MEGAKARYOCYTE-RESTRICTED MYH9 INACTIVATION DRAMATICALLY AFFECTS HAEMOSTASIS WHILE PRESERVING PLATELET AGGREGATION AND SECRETION RESPONSES
Abstract number: O-S-020
Leon1 C., Eckly1 A., Hechler1 B., Aleil1 B., Freund1 M., Nonne1 C., Weber1 J., Tiedt2 R., Gratacap3 M., Séverin3 S., Cazenave1 J., Lanza1 F., Skoda2 R., Gachet1 C.

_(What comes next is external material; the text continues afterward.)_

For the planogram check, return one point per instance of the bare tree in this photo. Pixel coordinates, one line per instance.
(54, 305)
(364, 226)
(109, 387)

11INSERM U311, EFS-Alsace, Strasbourg, France 22Research experimental hematology, University hospital Basel, Basel, Switzerland 33INSERM U563, CHU Purpan, Toulouse, France
How-to-cite Leon C, Eckly A, Hechler B, Aleil B, Freund M, Nonne C, Weber J, Tiedt R, Gratacap M, Séverin S, Cazenave J, Lanza F, Skoda R, Gachet C. MEGAKARYOCYTE-RESTRICTED MYH9 INACTIVATION DRAMATICALLY AFFECTS HAEMOSTASIS WHILE PRESERVING PLATELET AGGREGATION AND SECRETION RESPONSES. J Thromb Haemost 2007; 5 Supplement 2: O-S-020
Abstract
Introduction: Mutations in MYH9 encoding the non-muscle myosin heavy chain-IIA (NMHC-IIA) result in MYH9-related disorders, characterized by a macrothrombocytopenia and by haemorrhagic manifestations of variable severity. The aim of the study was to understand the role of myosin in platelet functions and haemostasis.

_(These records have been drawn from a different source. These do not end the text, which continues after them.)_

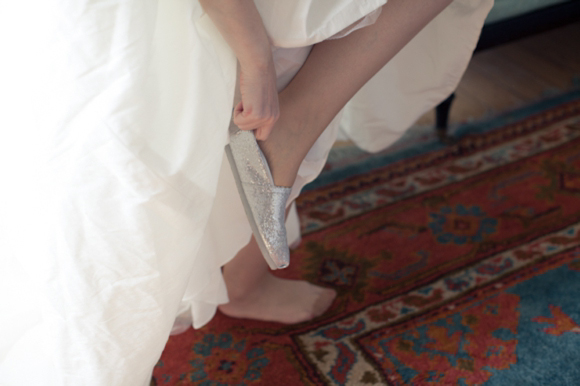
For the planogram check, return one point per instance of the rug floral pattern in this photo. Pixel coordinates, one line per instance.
(459, 266)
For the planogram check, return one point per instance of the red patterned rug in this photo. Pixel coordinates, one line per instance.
(460, 266)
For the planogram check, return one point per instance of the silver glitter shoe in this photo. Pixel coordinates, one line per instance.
(264, 202)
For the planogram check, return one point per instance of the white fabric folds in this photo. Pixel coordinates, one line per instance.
(123, 210)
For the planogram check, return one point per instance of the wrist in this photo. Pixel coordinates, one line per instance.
(256, 58)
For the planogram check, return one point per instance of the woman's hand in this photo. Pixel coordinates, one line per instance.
(241, 26)
(258, 110)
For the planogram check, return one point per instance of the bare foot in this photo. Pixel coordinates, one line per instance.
(279, 300)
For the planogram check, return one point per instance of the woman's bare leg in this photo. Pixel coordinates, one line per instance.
(332, 74)
(256, 294)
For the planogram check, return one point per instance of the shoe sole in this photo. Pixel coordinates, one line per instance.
(249, 214)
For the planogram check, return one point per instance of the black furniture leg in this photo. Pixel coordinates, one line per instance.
(442, 118)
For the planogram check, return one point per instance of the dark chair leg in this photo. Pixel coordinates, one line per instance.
(442, 118)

Methods: Mice were generated exhibiting a severe deficiency in platelet NMHC-IIA (15% of WT) following megakaryocyte-restricted MYH9 inactivation (MYH9D) with a PF4-Cre KO strategy.
Results: Myosin deficiency resulted in thrombocytopenia (platelet count representing 36% of wild-type) and heterogeneity in platelet morphology with a mean size twice that of controls and a mixed population of normal discoid and more ovoid morphology. The tail bleeding time was severely prolonged and clot retraction was abolished. Unexpectedly, near normal platelet aggregation and secretion responses were observed, despite absence of initial platelet contraction and shape change. Integrin outside-in signaling was abnormal, as evidenced by decreased integrin b3 phosphorylation and PtdIns(3,4)P2 accumulation following thrombin stimulation. MYH9D platelets were able to extend lamellipodia upon adhesion to a fibrinogen matrix but lacked stress fiber formation. As a consequence, thrombus growth investigated under flow by perfusing whole blood over collagen was altered. Thrombi that formed were loosely packed and composed of only a few layers of platelets, compared to the control condition where compact aggregates were composed of tightly packed platelets. Thrombus growth was also decreased in vivo in a model of laser-induced injury of mesenteric arterioles.
Conclusions: Overall, these results have established a key role of myosin in platelet functions, and remarkably in integrin outside-in signaling which, in addition to thrombocytopenia, account for the haemostatic defects in MYH9-related diseases.